Lorsqu’une release de foundation model régresse, le fichier de poids peut être inchangé : le prompt, l’index de retrieval, les permissions d’un outil, le routage ou la policy peuvent être les éléments qui ont évolué. Pour les ingénieurs ML, plateforme et applications AI qui opèrent déjà un MLOps conventionnel, l’artefact pratique est donc un manifeste de release qui nomme ces dépendances et indique le premier contrôle à inspecter lorsqu’une défaillance apparaît.
Il s’agit d’un modèle opératoire éditorial, et non de l’affirmation que chaque application a besoin de la même plateforme. Conservez la lineage MLOps, la livraison par étapes, le monitoring et le rollback ; élargissez l’unité que vous versionnez lorsque les réponses générées ou les actions d’outils font dépendre le comportement d’autre chose que des poids.
TL;DR. Conservez la lineage MLOps, l’automatisation, la livraison par étapes, le monitoring et le rollback. Étendez le manifeste de release pour y inclure le provider ou les poids, les prompts, les schémas, l’état du retrieval, les outils, le routage et la policy. Faites progresser ce manifeste au moyen d’évaluations en plusieurs couches, puis utilisez des traces respectueuses de la vie privée pour transformer les défaillances de production en nouveaux tests.

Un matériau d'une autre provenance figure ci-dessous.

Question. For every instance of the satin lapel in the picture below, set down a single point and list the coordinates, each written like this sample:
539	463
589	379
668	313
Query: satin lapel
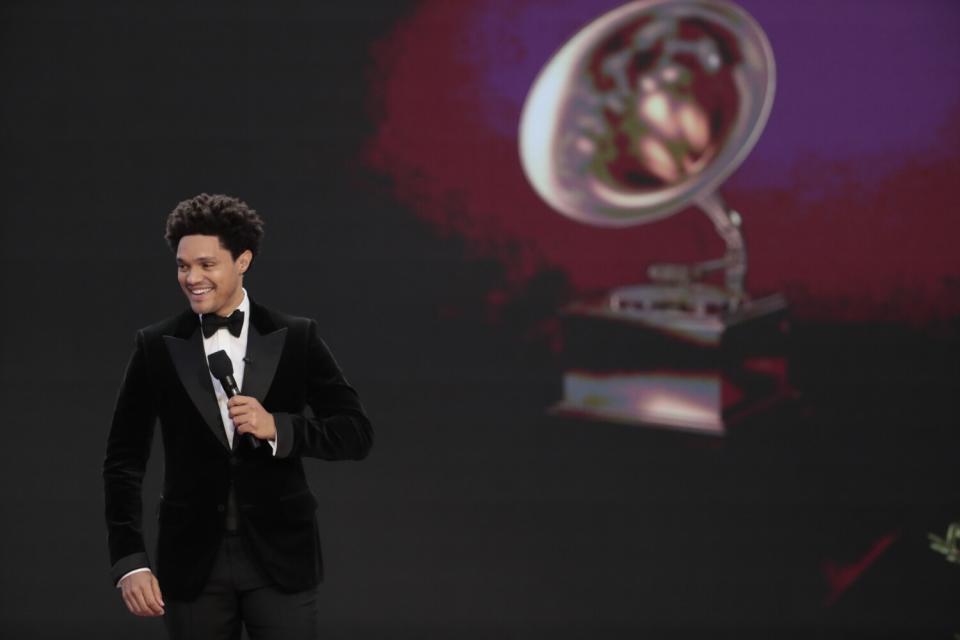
263	355
190	362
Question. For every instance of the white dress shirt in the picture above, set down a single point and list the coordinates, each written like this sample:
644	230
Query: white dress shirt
236	348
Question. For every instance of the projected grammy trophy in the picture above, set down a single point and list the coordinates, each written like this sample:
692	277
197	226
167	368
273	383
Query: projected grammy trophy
644	112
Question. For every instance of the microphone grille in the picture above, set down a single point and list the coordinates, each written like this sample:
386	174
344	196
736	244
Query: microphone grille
220	364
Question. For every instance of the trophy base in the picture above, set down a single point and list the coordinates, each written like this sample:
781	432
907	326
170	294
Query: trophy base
699	368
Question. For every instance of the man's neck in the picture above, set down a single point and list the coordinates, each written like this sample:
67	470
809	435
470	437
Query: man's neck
225	311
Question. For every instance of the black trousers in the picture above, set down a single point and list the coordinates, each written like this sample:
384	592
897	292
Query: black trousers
238	593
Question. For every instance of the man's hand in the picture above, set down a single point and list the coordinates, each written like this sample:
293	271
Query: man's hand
141	594
249	416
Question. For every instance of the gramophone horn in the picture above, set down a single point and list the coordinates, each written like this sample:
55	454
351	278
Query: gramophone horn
647	109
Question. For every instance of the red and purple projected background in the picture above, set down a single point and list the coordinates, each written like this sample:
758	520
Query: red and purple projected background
848	198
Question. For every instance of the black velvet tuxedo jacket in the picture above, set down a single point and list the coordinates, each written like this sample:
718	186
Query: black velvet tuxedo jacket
317	413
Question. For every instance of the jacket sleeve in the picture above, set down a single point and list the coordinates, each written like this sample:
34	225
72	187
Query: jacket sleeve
128	448
339	428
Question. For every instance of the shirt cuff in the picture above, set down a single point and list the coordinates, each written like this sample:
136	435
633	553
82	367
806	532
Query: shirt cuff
130	573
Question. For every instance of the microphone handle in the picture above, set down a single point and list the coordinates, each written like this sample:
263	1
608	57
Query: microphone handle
231	390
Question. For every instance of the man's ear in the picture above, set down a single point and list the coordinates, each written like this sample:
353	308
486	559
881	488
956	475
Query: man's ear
244	260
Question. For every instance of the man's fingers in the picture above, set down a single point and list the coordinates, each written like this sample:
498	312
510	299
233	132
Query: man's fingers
148	605
127	600
156	590
238	400
139	605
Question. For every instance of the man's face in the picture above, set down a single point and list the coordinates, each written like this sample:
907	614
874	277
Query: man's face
209	276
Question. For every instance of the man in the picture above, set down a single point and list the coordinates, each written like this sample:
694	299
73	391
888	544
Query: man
237	538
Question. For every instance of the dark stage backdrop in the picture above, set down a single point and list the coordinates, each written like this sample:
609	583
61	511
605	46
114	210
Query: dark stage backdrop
378	140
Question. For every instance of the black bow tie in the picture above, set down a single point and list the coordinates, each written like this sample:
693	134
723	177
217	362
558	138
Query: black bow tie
211	322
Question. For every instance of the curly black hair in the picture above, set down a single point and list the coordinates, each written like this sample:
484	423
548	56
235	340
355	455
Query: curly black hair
230	219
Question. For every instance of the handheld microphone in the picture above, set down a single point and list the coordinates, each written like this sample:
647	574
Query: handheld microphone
222	369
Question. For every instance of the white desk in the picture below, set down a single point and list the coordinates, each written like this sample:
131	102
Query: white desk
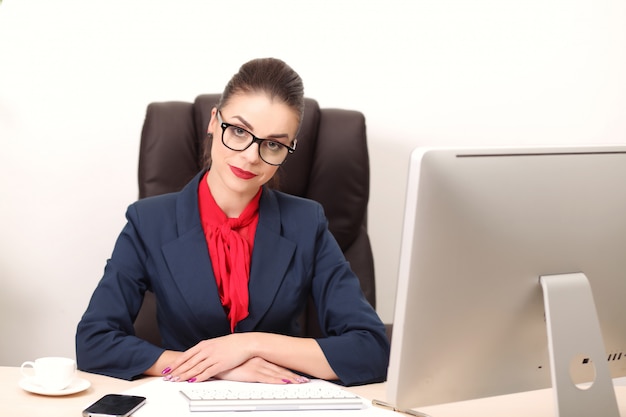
16	402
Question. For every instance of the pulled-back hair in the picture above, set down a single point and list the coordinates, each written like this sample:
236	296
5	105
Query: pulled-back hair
270	76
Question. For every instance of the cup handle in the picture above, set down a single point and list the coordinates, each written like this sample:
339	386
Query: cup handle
26	365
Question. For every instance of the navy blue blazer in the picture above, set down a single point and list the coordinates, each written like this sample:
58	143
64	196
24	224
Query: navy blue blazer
162	248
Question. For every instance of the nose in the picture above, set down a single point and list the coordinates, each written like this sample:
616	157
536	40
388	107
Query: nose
252	153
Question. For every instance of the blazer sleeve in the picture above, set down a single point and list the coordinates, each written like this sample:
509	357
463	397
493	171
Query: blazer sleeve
356	346
105	340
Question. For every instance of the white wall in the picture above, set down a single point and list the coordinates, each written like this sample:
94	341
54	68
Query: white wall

Ce que le MLOps a déjà résolu
Le MLOps a établi des contrôles qui ne deviennent pas obsolètes lorsque le modèle génère du texte :
- lineage des données, du code, de la configuration et du modèle jusqu’à une release
- pipelines d’entraînement ou de build reproductibles
- validation offline avant promotion
- registries et identité immuable des artefacts
- déploiement progressif, objectifs de niveau de service, rollback et réponse aux incidents
- télémétrie de l’infrastructure et planification de capacité
- contrôle des accès, rétention et policy d’audit pour les données
Les foundation models ne suppriment pas ces besoins. Ils rendent simplement l’ancienne expression « version du modèle » trop limitée.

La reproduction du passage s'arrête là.